クリスタル味覚賞を受賞した「とちぎ霧降高原牛熟成肉」

 食肉加工卸の渡清(宇都宮市東宿郷5丁目、渡辺秀夫(わたなべひでお)社長)は、ベルギーの国際味覚審査機構(ITI)の2019年審査会で「とちぎ霧降高原牛熟成肉」が3年連続で優秀味覚賞「三ツ星」を獲得し、ドライエージング(熟成)牛肉で初めて「クリスタル味覚賞」を受賞した。

 とちぎ霧降高原牛は、ホルスタインと和牛の交雑種。同社はヒマラヤ岩塩やスコッチウイスキーをまぶして白カビを発生させた牛肉を用いる。イタリア製の専用熟成庫で、温度や湿度、微生物の活性状況など独自の管理方法で約45日間熟成させる。
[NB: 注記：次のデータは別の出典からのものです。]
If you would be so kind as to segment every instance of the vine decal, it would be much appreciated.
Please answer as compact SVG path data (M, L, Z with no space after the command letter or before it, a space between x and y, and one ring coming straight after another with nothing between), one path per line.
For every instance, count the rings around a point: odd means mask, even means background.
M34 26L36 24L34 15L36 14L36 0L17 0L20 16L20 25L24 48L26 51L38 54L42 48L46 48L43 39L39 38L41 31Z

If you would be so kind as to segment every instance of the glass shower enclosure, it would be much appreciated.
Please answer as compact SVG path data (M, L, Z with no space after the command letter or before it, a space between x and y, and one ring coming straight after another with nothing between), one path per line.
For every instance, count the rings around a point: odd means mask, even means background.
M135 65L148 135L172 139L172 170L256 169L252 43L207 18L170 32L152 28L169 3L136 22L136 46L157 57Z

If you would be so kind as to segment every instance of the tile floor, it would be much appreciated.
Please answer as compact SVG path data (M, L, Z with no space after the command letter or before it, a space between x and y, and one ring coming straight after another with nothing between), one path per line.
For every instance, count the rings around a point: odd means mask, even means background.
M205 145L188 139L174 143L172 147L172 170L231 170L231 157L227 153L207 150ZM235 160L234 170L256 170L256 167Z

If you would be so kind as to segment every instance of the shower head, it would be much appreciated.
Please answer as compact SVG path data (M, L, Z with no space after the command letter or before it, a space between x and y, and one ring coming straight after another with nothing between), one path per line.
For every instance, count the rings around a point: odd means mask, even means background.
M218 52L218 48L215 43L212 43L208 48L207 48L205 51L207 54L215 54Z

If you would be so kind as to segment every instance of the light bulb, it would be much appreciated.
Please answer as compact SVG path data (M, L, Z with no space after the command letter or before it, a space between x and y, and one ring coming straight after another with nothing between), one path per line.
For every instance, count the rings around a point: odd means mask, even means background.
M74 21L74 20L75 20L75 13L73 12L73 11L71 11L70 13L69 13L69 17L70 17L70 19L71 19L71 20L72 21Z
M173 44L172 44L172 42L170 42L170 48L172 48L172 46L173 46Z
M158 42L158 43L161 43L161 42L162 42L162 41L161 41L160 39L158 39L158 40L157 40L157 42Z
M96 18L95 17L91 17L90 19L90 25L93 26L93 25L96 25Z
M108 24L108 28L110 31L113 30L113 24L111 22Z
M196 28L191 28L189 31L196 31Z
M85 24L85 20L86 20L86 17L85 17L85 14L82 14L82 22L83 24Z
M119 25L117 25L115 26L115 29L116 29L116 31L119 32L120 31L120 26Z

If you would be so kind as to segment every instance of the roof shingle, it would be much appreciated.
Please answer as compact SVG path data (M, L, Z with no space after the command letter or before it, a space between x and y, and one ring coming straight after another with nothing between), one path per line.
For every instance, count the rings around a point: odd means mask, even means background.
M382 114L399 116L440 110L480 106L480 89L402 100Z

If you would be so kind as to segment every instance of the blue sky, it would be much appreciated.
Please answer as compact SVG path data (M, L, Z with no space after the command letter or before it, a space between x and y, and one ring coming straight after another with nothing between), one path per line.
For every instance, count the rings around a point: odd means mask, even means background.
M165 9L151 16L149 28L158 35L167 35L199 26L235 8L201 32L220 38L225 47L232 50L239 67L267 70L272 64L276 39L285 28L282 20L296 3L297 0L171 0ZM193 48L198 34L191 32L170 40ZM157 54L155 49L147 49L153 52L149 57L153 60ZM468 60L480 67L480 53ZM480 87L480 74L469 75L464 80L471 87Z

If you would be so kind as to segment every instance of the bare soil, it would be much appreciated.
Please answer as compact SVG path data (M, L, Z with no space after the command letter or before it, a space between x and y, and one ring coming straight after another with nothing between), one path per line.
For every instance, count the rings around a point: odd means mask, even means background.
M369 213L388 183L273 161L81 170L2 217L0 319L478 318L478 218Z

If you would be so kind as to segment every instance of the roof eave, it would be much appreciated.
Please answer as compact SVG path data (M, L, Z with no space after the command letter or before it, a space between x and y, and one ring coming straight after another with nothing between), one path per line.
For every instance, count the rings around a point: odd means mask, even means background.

 審査会ではうま味、柔らかな口当たり、ナッツのような芳醇(ほうじゅん)な香りが評価されたという。

 渡辺社長は「今回の受賞は当社の加工技術や本県牛肉の知名度を上げることになり、JA、生産者の励みになる」と喜ぶ。

 同社はとちぎ霧降高原牛熟成肉のほか、独自の熟成技術を生かした「白かび和牛サラミ」、今春発売の和牛生ハム「ブレザオラ」の引き合いに対応できない状況が続いているという。今年末を目指し、熟成庫を増設して熟成肉製品の生産能力を10倍に引き上げる。